Donna Leon Yüksek Mevkilerdeki Dostlar'da yine kendi türünün doruklarında dolaşıyor. Zorlama entrikalardan, yapay gerilimlerden ve anlamsız şaşırtmalardan uzak kurgusu; süssüz, zarif, net dili ve yarattığı karakterlerin inandırıcılığıyla benzerlerinden ayrılmayı başarıyor...
Venedik'in pislikleriyle mücadeleyi kendine görev edinen Komiser Brunetti'yle birlikte bu romantik maceralar kentinin"kokuşmuş" kanallarında yol alırken, biz de onun âhlaki ikilemlerine ortak oluyor, şaşırma duygumuzu yitiriyoruz...

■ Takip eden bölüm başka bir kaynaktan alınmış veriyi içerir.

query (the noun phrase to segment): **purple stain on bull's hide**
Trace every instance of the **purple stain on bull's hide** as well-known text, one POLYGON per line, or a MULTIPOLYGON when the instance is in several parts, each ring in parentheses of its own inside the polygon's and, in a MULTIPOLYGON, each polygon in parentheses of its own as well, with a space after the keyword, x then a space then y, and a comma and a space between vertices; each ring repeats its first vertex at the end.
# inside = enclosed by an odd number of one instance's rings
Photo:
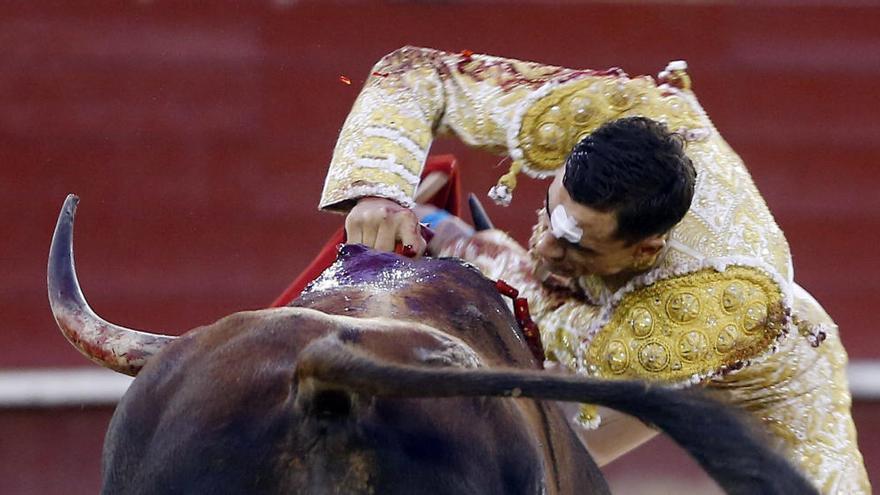
POLYGON ((427 281, 433 277, 433 271, 425 269, 422 260, 374 251, 361 244, 347 244, 339 248, 336 261, 303 293, 352 286, 394 290, 413 282, 427 281))
POLYGON ((456 279, 456 285, 470 286, 484 282, 476 268, 461 260, 413 259, 374 251, 361 244, 347 244, 340 246, 336 261, 310 283, 303 294, 342 287, 393 291, 411 284, 436 283, 438 278, 450 275, 456 279))

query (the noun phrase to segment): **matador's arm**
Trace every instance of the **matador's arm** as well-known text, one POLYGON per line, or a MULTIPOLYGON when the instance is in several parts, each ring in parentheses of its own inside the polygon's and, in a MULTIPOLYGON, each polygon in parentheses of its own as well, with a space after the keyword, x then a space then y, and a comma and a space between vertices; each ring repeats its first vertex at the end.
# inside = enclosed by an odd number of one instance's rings
POLYGON ((404 47, 373 67, 343 126, 320 207, 345 211, 365 196, 411 206, 428 148, 440 134, 509 154, 515 171, 547 174, 583 135, 644 113, 649 102, 665 112, 675 102, 664 98, 650 78, 629 79, 619 70, 404 47))

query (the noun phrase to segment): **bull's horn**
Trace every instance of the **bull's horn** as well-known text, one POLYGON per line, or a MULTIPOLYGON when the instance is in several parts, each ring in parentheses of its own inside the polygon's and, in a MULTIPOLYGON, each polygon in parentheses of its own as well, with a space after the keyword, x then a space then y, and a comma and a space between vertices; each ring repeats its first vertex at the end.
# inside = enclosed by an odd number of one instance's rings
POLYGON ((474 229, 481 231, 492 230, 495 228, 495 226, 492 225, 492 219, 489 218, 489 214, 486 213, 486 209, 483 208, 483 203, 480 203, 476 194, 470 193, 468 195, 468 206, 471 207, 471 218, 474 220, 474 229))
POLYGON ((79 198, 64 200, 49 250, 49 304, 61 333, 92 361, 111 370, 136 375, 150 357, 174 340, 109 323, 92 311, 73 266, 73 217, 79 198))

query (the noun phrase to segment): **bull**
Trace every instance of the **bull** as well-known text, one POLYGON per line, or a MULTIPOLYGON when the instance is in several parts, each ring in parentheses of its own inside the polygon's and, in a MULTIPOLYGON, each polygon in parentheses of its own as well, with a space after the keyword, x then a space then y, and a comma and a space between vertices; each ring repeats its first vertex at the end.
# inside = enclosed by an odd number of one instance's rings
POLYGON ((608 493, 555 401, 656 425, 729 493, 814 493, 698 393, 540 371, 494 284, 454 259, 349 245, 289 307, 181 337, 107 322, 74 269, 77 201, 52 240, 52 311, 87 357, 137 376, 106 434, 102 493, 608 493))

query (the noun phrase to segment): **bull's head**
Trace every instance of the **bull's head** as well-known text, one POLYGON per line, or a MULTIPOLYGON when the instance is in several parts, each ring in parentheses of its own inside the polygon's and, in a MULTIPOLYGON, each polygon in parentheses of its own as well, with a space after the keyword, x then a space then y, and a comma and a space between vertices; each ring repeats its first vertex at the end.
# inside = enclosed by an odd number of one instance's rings
POLYGON ((77 282, 76 202, 65 201, 52 241, 52 310, 87 357, 137 375, 107 433, 105 493, 606 491, 559 410, 492 397, 511 395, 657 424, 730 493, 815 493, 726 406, 536 371, 494 285, 456 261, 349 248, 298 307, 180 338, 114 325, 77 282))
POLYGON ((107 434, 105 492, 537 494, 555 479, 551 447, 579 466, 564 483, 602 486, 555 409, 377 397, 315 373, 315 352, 328 345, 389 365, 534 366, 493 284, 473 268, 351 247, 300 307, 237 313, 173 338, 89 308, 73 263, 76 204, 67 198, 53 238, 52 310, 83 354, 137 375, 107 434), (466 331, 437 328, 451 324, 466 331), (489 352, 474 349, 484 341, 489 352), (312 364, 297 371, 309 348, 312 364), (567 440, 550 438, 548 426, 567 440))

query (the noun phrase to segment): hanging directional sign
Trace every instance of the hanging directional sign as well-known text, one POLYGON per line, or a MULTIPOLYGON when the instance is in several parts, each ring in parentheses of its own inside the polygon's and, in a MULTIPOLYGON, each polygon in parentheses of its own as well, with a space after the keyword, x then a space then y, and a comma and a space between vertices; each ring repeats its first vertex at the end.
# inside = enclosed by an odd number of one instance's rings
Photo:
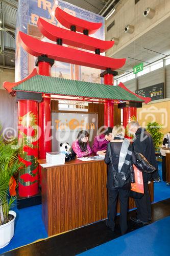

Komiser Brunetti, tapu kadastro dairesi memurlarından Rossi'nin kaza sonucu olduğu söylenen ölümünde bir terslik olduğunu sezer. Çünkü Rossi kısa bir süre önce Komiser'e telefon etmiş, elindeki önemli bilgiyi ancak kendisine açıklayabileceğini söylemiştir. Memurun cesedi terk edilmiş bir binanın önünde bulunduktan hemen sonra, Rossi'nin cüzdanında telefon numarası olan ve yolsuzluk davalarında uzman bir avukat da öldürülünce, yılların tecrübesiyle artık tesadüflere inanmayan Brunetti işe koyulur...
Donna Leon'un kitapları, Yüksek Mevkilerdeki Dostlar'da da olduğu gibi, her zaman mutlu sonla bitmiyor. Brunetti belli güçler karşısında bazen geri çekilmek zorunda kalıyor; ve bazen de "kara ayrıntılar" o kadar yakınına sızıyor ki yaşadığı bezginlik bize de bulaşıyor. Ama yine de umudumuzu yitirmiyoruz.